Sunday, 22nd June 2014, heralded a victorious day for African wildlife conservation.
The Okavango Delta in Botswana was declared a World Heritage Site! The announcement from the World Heritage Committee in Doha was the culmination of years of groundwork, research and lobbying by various stakeholders in Botswana, ranging from community leaders, NGO’s, scientists and safari operators. A top level government delegation announced the amazing news, and ATG lauds Botswana’s brave and visionary outlook as a shining light on our continents conservation calendar.
The net result is that the Okavango Delta has now received serious protection status. Well known as Africa’s wildest and last remaining wetland wilderness, the Okavango is the jewel of Botswana’s wildlife crown. Depending on the amount of annual flooding, the delta encompasses between 15 and 20 000 square kilometres of pristine wilderness, of rivers, floodplains and waterways adorned with islands of unimaginable beauty. The ecological integrity of the Okavango is staggering, and contains highly specialised wetland habitat for numerous rare and endangered animals and birds. And as a pivotal drawcard within Botswana’s multi-million dollar community based ecotourism revenue stream, the true worth of the Okavango is actually immeasurable.

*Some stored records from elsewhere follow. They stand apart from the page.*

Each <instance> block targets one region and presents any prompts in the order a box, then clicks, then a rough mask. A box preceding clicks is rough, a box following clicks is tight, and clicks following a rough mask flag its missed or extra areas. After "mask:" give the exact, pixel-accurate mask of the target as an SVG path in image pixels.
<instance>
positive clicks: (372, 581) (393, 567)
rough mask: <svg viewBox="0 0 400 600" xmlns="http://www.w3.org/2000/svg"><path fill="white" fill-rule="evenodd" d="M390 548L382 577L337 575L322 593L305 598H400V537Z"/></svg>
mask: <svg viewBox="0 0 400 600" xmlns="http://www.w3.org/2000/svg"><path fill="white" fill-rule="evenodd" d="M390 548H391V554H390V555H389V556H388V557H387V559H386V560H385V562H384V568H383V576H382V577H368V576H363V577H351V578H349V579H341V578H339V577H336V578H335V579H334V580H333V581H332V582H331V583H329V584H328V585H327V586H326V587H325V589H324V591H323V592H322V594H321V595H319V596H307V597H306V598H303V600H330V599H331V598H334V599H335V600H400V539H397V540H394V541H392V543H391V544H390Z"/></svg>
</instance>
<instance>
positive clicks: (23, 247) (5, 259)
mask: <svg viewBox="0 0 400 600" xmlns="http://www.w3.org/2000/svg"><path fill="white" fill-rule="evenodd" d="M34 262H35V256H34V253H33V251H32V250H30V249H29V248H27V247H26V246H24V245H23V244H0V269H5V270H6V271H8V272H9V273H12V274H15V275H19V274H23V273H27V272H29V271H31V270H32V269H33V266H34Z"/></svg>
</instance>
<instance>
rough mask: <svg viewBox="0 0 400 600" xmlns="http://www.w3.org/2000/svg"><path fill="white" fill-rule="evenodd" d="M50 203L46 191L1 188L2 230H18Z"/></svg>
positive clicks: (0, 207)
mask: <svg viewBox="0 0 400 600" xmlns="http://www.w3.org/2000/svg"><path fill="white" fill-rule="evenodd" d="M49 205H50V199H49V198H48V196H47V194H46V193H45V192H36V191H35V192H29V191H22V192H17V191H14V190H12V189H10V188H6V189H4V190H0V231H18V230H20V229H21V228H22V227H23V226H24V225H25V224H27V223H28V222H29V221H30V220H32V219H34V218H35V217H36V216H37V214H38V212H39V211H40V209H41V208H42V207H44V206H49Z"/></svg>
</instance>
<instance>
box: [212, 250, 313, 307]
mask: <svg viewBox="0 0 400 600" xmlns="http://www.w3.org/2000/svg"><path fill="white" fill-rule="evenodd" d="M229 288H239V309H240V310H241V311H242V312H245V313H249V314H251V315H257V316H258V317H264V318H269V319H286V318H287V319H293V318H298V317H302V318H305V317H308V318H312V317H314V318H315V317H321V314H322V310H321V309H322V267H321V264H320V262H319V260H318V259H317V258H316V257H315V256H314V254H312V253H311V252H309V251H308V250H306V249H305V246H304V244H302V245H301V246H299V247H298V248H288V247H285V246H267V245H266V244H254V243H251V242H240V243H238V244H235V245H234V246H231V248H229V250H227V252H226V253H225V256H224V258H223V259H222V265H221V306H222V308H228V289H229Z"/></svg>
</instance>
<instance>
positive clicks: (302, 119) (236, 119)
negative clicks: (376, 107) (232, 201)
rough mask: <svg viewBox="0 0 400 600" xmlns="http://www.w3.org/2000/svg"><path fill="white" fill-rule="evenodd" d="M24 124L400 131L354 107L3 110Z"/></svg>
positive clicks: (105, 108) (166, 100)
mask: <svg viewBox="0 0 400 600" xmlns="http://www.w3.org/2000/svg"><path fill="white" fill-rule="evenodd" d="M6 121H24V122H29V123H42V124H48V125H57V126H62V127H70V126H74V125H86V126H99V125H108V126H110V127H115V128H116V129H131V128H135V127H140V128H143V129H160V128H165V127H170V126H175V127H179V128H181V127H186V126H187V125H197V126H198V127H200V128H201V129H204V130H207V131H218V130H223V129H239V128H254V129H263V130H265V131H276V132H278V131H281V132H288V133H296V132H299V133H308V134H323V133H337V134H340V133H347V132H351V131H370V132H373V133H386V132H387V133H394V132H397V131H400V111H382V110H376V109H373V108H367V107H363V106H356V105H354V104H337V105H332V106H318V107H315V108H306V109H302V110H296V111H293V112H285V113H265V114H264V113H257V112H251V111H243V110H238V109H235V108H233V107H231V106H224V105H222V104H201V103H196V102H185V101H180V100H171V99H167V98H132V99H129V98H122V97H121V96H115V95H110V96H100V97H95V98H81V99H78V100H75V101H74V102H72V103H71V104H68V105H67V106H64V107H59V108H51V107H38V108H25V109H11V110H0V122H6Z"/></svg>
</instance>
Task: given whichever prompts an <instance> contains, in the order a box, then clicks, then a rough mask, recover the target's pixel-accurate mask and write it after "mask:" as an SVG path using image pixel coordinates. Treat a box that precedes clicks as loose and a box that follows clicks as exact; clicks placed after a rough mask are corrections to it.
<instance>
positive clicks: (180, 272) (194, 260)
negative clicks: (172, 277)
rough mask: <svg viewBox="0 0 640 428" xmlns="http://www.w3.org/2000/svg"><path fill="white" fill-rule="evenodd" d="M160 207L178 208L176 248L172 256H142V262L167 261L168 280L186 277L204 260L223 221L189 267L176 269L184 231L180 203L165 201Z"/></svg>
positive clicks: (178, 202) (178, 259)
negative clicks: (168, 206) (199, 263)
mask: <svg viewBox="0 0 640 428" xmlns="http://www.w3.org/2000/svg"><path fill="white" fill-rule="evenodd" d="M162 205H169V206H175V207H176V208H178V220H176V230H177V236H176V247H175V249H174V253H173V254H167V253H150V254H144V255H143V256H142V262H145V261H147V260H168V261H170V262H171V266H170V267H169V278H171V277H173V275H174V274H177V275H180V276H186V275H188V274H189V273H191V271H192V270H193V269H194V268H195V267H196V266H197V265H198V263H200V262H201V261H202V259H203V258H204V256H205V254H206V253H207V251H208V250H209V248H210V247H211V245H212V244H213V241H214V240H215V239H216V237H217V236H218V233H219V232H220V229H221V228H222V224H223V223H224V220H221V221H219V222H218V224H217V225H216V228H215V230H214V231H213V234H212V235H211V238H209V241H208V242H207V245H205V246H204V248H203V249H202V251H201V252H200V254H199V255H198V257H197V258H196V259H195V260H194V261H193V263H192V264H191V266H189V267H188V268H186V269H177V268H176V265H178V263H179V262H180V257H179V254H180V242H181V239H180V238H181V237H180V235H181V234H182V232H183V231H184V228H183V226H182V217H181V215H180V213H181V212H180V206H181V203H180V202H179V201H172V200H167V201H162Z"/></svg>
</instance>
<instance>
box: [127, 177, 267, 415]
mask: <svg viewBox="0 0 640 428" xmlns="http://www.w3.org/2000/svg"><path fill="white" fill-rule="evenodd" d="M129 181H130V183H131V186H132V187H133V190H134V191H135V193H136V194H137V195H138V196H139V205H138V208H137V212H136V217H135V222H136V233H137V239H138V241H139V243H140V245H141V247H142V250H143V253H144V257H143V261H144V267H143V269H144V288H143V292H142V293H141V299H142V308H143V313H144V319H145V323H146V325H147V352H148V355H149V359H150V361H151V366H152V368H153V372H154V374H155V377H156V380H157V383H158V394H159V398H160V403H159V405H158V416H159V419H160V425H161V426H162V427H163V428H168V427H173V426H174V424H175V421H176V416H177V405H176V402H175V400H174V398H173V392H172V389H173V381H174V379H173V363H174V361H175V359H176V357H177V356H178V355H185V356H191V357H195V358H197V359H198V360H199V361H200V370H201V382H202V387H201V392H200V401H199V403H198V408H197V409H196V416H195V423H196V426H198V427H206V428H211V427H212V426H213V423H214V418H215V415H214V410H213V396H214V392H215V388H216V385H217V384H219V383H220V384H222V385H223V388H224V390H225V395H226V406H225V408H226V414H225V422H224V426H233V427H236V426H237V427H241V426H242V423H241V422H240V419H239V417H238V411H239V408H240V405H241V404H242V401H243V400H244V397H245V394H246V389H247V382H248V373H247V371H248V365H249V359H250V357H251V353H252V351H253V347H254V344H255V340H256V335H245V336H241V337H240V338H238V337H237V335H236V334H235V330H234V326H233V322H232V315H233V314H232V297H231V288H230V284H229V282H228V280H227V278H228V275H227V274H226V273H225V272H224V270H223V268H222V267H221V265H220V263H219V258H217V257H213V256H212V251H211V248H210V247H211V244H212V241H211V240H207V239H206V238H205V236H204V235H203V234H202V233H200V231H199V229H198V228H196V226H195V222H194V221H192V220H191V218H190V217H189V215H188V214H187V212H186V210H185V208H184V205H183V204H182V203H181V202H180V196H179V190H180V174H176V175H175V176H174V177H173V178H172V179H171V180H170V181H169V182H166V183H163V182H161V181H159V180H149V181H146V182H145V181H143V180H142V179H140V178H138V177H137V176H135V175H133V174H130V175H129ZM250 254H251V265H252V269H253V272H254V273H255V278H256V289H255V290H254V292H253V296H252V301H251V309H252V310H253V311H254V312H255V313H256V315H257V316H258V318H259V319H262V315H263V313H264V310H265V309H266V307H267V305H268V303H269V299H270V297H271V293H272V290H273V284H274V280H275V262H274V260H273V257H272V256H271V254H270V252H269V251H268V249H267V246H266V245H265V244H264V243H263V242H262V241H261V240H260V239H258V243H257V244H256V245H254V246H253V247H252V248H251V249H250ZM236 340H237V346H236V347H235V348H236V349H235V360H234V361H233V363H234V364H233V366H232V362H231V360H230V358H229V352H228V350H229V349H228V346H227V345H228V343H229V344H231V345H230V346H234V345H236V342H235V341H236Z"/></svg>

There is, however, still some way to go. Two other countries can claim sovereignty over the water in some way. The Okavango system in its entirety consists of the vast catchment zone in Angola, the meandering main channel through the Caprivi Strip of Namibia, emptying into the delta. Therefore to safeguard the complete system, and ultimately the Okavango Delta itself, these countries need to follow the lead. And within a potential political minefield, what makes Botswana’s stand so valuable is this; a statement has been made, offering a challenge, an example, sound leadership, and perhaps most importantly, hope.